How do you administer your EC2 Linux boxes?

I have a few EC2 Linux images that do nightly processing jobs for one of my projects. From time to time, I'll need to get in, make some code changes, configure some things, and re-bundle the image.

My toolset for these operations is painfully sparse (SSH into the box, edit files in VIM, WGET remote files that I need), and I suspect there is a much better way to do it. I'm curious to hear what other people in my position are doing.

  • Are you using some form of Windowing system and remote-desktop equivalent to access the box, or is it all command line? Managing EC2 Windows boxes is trivial, since you can simply remote desktop in and transfer files over the network. Is there an equivalent to this in the Linux world?

  • Are you doing your config changes/script tweaks directly on the machine? Or do you have something set up on your local box to edit these files remotely? Or are you simply editing them remotely then transferring them at each save?

  • How are you moving files back and forth between EC2 and your local environment? FTP? Some sort of Mapped Drive via VPN?

I'd really need to get some best practices in place for administering these boxes. Any suggestions to remove some of the pain would be most welcome!

EDIT: Evidently, I wasn't clear above, since the first two responses revolved around managing and configuring EC2 Instances. I just want to know how to remote desktop into a running Linux Server so that moving files around and editing them is less painful.


Solution 1:

I don't do much manual system administration anymore. I view my infrastructure as a programmable entity, and treat it as such, by configuring systems with tools that automate configuration management, EC2 node maintenance, etc. Tools in my toolbox:

  • Ruby (my favorite scripting/tool language)
  • Git (version control)
  • Opscode's Chef (written in Ruby) (1)
  • Capistrano (ad hoc mass-maintenance)
  • Amazon's EC2 API tools for instance and image maintenance.
  • Rightscale's AWS gem (Ruby bindings for EC2)

(1) - Disclosure, I work for Opscode. Other tools fill this space like Reductive Lab's Puppet.

I do bundle up an AMI when I've got a node built the way I need for a specific function. For example, if I'm building a Rails app server, I'll get all the prerequisite packages installed to save time on build.

When all else fails, I log into systems with SSH. I did manual system administration for many many years, this is old hat.

Are you using some form of Windowing system and remote-desktop equivalent to access the box, or is it all command line?

I don't install any GUI on servers unless a package has a dependency and one gets auto-installed.

Is there an equivalent to this in the Linux world? (transferring files)

I normally do two types of file transfer/file maintenance.

  • Package installation
  • Configuration files

For packages native to the platform, I use the standard package management tool like APT or YUM. For source installs (something.tar.gz) I generally download via wget.

Configuration files are typically ERB templates managed by Chef.

I use SSH and SCP/SFTP to transfer files manually.

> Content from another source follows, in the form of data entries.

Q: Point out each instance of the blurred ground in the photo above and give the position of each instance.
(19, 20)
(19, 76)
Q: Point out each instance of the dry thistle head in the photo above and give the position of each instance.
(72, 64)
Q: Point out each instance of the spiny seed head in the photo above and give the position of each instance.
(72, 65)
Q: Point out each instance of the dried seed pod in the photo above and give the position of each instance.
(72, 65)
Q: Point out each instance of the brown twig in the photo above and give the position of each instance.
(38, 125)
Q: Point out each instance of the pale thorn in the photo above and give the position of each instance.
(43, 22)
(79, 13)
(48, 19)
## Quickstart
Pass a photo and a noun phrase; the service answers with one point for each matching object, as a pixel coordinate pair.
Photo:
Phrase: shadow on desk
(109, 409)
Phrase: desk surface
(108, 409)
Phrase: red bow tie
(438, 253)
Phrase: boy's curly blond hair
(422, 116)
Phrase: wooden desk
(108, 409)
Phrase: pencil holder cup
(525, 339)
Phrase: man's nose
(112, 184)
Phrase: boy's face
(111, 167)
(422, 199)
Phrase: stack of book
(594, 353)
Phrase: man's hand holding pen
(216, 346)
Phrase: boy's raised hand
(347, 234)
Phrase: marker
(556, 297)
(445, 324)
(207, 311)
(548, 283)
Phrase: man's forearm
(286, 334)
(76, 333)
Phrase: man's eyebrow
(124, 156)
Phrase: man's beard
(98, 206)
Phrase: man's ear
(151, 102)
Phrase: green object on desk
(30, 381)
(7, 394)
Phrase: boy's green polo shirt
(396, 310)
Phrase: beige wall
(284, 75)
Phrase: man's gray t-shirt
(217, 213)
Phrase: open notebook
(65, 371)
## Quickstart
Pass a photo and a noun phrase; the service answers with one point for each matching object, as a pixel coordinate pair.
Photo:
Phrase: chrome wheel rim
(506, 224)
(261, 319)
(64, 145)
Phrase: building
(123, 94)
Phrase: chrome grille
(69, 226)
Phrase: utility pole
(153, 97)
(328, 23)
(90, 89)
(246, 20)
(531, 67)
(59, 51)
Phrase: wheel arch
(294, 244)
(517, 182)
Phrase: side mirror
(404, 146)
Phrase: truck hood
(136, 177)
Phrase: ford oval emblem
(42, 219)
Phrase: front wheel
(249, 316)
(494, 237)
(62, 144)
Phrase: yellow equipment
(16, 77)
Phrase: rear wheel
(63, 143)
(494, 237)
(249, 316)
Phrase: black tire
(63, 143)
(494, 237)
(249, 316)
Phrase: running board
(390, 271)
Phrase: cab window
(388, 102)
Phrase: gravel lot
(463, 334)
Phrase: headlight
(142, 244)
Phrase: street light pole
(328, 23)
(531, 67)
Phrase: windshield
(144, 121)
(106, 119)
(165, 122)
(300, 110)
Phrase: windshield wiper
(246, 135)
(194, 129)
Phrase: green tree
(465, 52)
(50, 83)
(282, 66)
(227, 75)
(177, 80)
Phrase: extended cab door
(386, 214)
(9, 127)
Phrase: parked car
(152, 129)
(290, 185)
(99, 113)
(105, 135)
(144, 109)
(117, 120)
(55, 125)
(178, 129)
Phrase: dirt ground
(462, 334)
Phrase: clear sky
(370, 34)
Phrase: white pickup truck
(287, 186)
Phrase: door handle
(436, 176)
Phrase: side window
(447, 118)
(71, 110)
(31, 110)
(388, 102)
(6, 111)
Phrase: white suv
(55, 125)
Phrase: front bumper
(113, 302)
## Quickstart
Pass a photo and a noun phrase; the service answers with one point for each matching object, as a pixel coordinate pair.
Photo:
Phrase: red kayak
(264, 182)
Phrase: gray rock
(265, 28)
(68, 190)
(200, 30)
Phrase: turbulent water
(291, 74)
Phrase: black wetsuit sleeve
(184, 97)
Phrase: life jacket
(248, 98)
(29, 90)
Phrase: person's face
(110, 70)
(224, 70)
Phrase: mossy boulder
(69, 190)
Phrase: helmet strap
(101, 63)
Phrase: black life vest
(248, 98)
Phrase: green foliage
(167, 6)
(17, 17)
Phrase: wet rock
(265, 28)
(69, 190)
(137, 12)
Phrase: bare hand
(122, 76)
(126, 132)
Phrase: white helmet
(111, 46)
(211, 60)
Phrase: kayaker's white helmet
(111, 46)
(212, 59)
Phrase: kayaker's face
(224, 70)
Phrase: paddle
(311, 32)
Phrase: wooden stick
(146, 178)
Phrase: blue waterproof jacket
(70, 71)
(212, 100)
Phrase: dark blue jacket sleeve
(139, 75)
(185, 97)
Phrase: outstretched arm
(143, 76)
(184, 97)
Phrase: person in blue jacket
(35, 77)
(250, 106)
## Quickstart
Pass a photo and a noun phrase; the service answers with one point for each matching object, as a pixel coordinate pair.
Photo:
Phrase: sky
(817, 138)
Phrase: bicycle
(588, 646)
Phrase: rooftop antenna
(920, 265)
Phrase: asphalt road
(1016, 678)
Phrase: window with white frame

Are you doing your config changes/script tweaks directly on the machine? Or do you have something set up on your local box to edit these files remotely? Or are you simply editing them remotely then transferring them at each save?

I keep everything related to managing systems in a software control repository. Here's my typical workflow when updating configuration on one or more systems. I start from my local workstation.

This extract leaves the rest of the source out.